Taylor stood down as president and fled to Nigeria in August last year as rebel forces closed in on Monrovia, clearing the way for the United Nations and west African mediators to install a peace-building interim government.
The former warlord was given a luxury villa overlooking the harbour in the southeastern city of Calabar, and after issuing a handful of provocative press releases was told to keep quiet by Nigeria's President Olusegun Obasanjo.
But as international prosecutors in Liberia's neighbour Sierra Leone stepped up calls for him to face a UN-backed war crimes tribunal and amid moves to freeze his alleged foreign assets, a tearful Taylor hit back.

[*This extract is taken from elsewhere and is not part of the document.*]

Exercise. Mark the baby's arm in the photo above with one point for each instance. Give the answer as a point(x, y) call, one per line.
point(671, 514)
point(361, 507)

In an interview with Nigeria's privately-owned Channels Television, the 56-year-old Libyan-trained guerrilla chieftain dismissed allegations that he had been responsible for the atrocities carried out by Sierra Leonean rebels.
He also attacked a recent UN resolution seeking to freeze the assets he allegedly holds around the world, which are said to be the profits from the systematic looting of his small, war-torn west African nation.

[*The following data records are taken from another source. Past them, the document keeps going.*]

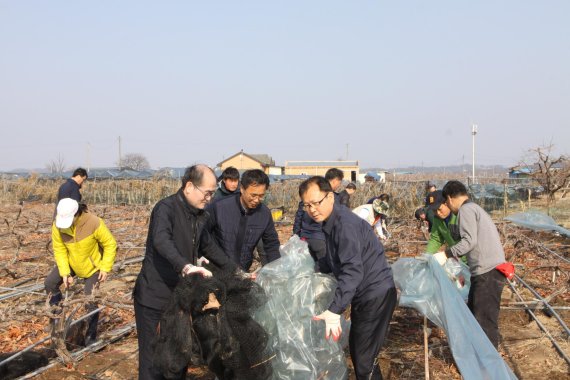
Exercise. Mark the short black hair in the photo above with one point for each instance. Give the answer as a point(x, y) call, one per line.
point(323, 184)
point(254, 176)
point(334, 173)
point(80, 172)
point(230, 173)
point(195, 174)
point(454, 189)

"I would like to be held accountable for everything I did when I was head of state in Liberia. I own no foreign bank account anywhere and I want the United Nations and the international community to prove me wrong," he said.
On the war crimes charges which have been lodged at the UN-backed Special Court probing abuses during Sierra Leone's civil war, he insisted he had been asked to intervene in Liberia by the west African regional bloc Ecowas.
"My involvement in Sierra Leone was approved by Ecowas. This bizarre scenario (of his sponsoring war crimes in that country) was put together to get at Charles Taylor," he told his Nigerian television interviewer.
Taylor has been accused of backing Sierra Leone's rebel Revolutionary United Front which was guilty of many human rights abuses, including the maiming of civilian prisoners, during its 1992-2002 conflict with the elected government.
Taylor was speaking as Liberia's new interim leader, Gyude Bryant, arrived in Nigeria for talks with Obasanjo.
Bryant has said he is not seeking Taylor's extradition, but Sierra Leone's special court, human rights groups and several foreign governments including the United States have called for him to face justice.
Obasanjo has said that he will not allow Taylor to face the Sierra Leonean court, but would return him to a "legitimate" Liberian government.
Taylor broke down in tears when the television interviewer asked him if he missed Liberia, saying: "I did not squander the wealth of my people. Mr Taylor did his best in Liberia."